After putting up my first post on preparation, an insightful reader noted that preparation is important, but it is the “Why” that will see me through my toughest days.

This got me thinking. Why am I hiking the PCT?

I took the matter to my dad who is a talented artist, and who sees things differently—clearer and at great depth. “Why do you think I’m hiking the PCT, Dad?” I asked. It was a crisp springtime night last week, and we sat on the patio at home on Manning Street, next to the fire pit my dad fashioned out of a broken wheelbarrow. The salvaged metal barrow supported lively flames that sailed towards the growing stars.

“Why do you think you’re hiking the PCT?” He responded, watching the fire.

I gave the standard reasons: “For freedom, for nature, for challenge, for truth.”

“Yes, of course,” Dad contemplated and leaned back to look at the stars. “But maybe there is another reason. Maybe there is a deeper Why.”

“A deeper Why?” I asked, confused, not having considered an incentive deeper than truth.

“Yes, Daughter, a deeper Why. The reason behind the reason,” he said then suggested I research the first person who hiked the PCT, and why.

That night, I hopped on my laptop at my desk and investigated. Little existed on the topic, but here’s what I found. The Pacific Crest Trail Association acknowledges Martin Papendick as the first person to thru-hike the PCT from July 4 to December 1, 1952. He was a WWII veteran who walked from Canada to Mexico, on a slightly different path from today’s PCT, in 2,275 miles. In 1951, he became one of the first to thru-hike the Appalachian Trail. He needed a new adventure after his Eastern U.S. feat, and so set out on the Pacific Crest.

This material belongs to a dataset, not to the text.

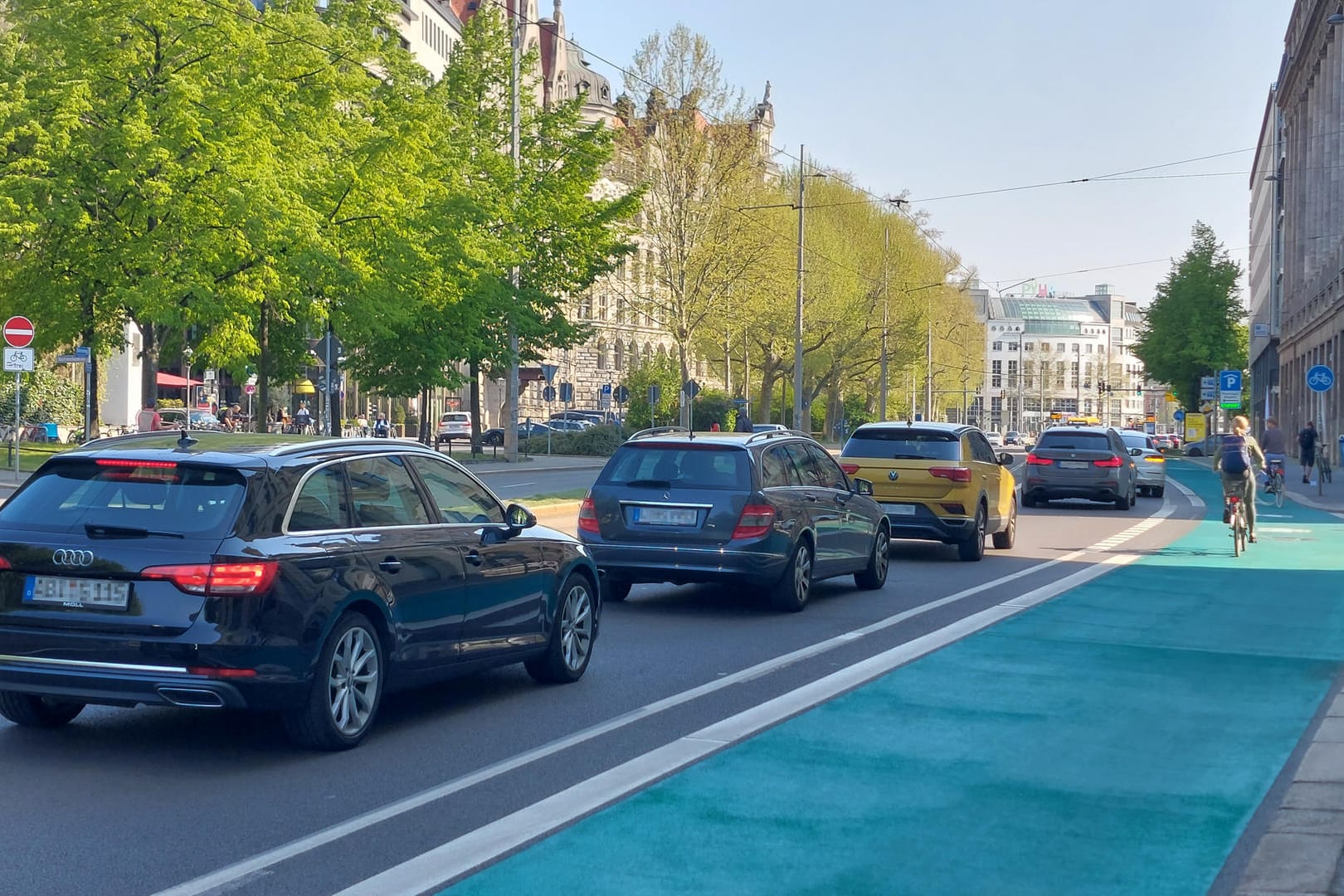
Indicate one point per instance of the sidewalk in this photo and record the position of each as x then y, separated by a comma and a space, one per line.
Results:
1120, 738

“Can you read between the lines, Daughter?” Dad asked the next morning in the living room when I told him what I learned of Papendick. Being the son of a WWII veteran himself, he immediately understood the deeper Why to Papendick’s trek, stating, “War is Hell. My daddy said so. After the war he became a missionary overseas, planted hundreds of churches in Turkey, Israel, and Greece. Martin Papendick walked thousands of miles. Do you see? They were on quests to rid themselves of the horror they’d been through. Quests to squash their demons and seek better lives.” He paused then directed his next words at me like a compass: “And I see it like you’re on a quest now too, Claire.”

But a quest for what?

To try and figure this out, let me give some history. I grew up in Christian homes. I say “homes” because my parents divorced when I was 10. Even after the divorce, my mom and dad argued on this or that, but the crucial thing they agreed on was God’s love—how it is the gift of life—and they taught this love to my younger siblings and me from the beginning of our days.

However, being the oldest and innately domineering, I didn’t trust God’s redeeming love, but put it on myself to fix my severed clan. I drove my sister everywhere, did my brother’s laundry, held my mom when her mother died, and cared for my dad when he had surgery to remove bulging discs. I became the backbone of my family. Without me—I believed—they would crumble.

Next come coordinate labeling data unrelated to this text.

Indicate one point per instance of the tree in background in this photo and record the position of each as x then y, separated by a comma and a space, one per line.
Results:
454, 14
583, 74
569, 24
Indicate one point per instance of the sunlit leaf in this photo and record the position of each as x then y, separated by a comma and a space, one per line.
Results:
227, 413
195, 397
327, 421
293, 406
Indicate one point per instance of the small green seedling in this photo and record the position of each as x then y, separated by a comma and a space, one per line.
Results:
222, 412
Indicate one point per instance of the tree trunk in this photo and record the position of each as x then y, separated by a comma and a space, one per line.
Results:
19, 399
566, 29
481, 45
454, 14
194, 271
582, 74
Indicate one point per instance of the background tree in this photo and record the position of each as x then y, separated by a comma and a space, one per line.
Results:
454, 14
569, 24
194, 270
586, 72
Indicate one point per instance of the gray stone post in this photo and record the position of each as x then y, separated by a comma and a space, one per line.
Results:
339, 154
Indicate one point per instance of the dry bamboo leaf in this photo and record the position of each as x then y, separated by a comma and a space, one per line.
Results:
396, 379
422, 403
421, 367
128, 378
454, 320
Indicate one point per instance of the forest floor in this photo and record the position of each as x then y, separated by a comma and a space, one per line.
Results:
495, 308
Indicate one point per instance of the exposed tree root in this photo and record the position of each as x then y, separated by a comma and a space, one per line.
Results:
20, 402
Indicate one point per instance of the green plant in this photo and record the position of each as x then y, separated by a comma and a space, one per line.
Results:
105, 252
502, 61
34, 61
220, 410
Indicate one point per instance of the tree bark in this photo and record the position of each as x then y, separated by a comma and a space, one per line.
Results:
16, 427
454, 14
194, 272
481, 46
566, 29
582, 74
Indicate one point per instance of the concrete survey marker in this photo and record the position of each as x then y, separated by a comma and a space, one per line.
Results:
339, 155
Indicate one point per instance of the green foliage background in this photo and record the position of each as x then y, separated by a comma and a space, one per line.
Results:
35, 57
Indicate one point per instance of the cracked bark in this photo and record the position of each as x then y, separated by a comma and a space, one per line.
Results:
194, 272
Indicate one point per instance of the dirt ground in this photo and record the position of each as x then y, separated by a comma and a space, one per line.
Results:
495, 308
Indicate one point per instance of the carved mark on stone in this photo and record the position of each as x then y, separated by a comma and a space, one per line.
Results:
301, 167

I’m not trying to make myself look good by telling you this. Rather, I’m trying to show that for many years I overloaded myself with pressure to make things okay. I even applied this pressure outside of my family life. I studied hard to make straight A’s, practiced long to excel in sports, woke before dawn to polish my writing, and took on more work than the average employee to prove my worth. I did all of this believing everything was fine as long as I had control of outcome. But the truth is everything wasn’t fine. By fighting to keep everything under my reign, I stationed myself in my own backbreaking war. And the outcome was always the same: A hell that robbed me of precious life.

Mercy came the spring semester of my junior year in college when I studied abroad in Angers, France. I was 21, and it was my first time to move away from home—in a foreign city across the globe, no less—and my first time to truly trust God, instead of myself, to take care of me and everything else. I cannot tell you the fullness of life I tasted on that trip. But I will try.

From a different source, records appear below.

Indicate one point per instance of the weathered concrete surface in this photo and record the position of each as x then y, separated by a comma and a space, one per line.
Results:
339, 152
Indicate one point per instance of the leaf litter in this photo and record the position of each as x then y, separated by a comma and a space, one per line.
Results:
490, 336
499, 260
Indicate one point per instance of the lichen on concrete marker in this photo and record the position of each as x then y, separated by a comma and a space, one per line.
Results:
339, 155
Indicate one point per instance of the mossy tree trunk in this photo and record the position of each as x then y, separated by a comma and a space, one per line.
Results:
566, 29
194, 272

During my time abroad, I lived among cathedrals and chateaus, commuted on cobblestone roads, listened to French exchanges, smelled baguettes from every bakery, drank wine straight from the vineyard, and picnicked by the elegant Loire. I traveled by train all over Europe and experienced once-in-a-lifetime things like skiing the Alps, scaling the Eifel Tower, walking the halls of Versailles, and standing before the Statue of David. I ate tapas in Granada, rode water taxis in Venice, crawled through ancient catacombs in Rome, and in the Vatican gazed up at the Sistine Chapel. I made some of the best friends of my life from all over the world as I immersed myself in abundant cultural richness of which I savored every drop. To put it plainly, my magnificent trip abroad was the first time I truly lived. And it was the first time I discovered that when I surrender my control to God, not only is everything okay, it is profoundly better.

I didn’t expect to dig into all of this. But now that I have, it makes sense in terms of the deeper Why to my PCT pursuit. I’m on the quest for a better, more meaningful, and liberating life. A life not fulfilled through my domination, but through trust in God and His resuscitating love. See, over the last 2 years I’ve worked for an insurance corporation inside a cubicle, Monday through Friday, 40 hours a week. It’s been a great job and I’ve worked with wonderful people, but sitting all day inside my tightly-fitted windowless box has been suffocating. “There’s a whole world out there!” My soul screamed, for which reason I’d turn to the verse taped to my computer that said, “Be still, and know that I am God.”

My dad says timing is everything. And though there have been restless days when all I wanted to do was get up and go, I know the last 2 years have been my time to “be still” and wait for God to direct me.

Well, I’ve been directed now. Now is my time to move—or hike, to be more specific. And I will go, trusting God again over myself, because God loves me. He works to free me from my earthly chains and usher me into His eternal gifts.

Today was my last day at work and a bittersweet event of farewells and clearing out. Over the course of the week leading up to today, I brought home the pictures, postcards, and supplies that personalized my cube. The last thing I left to bring home was the plant my dad gave me one year ago when I started a new position in the company. “A little plant for your new beginning,” he said then handed me a small clay pot with two popping stems he snipped and replanted from his favorite philodendron. In one year the two stems have grown to seven draping feet of vine sustaining forty-five bright marbled leaves. And a forty-sixth on the way. I measured and counted before removing the plant from my cube because I couldn’t believe how in just one year the tiny sprigs grew to be a flowing beacon of life.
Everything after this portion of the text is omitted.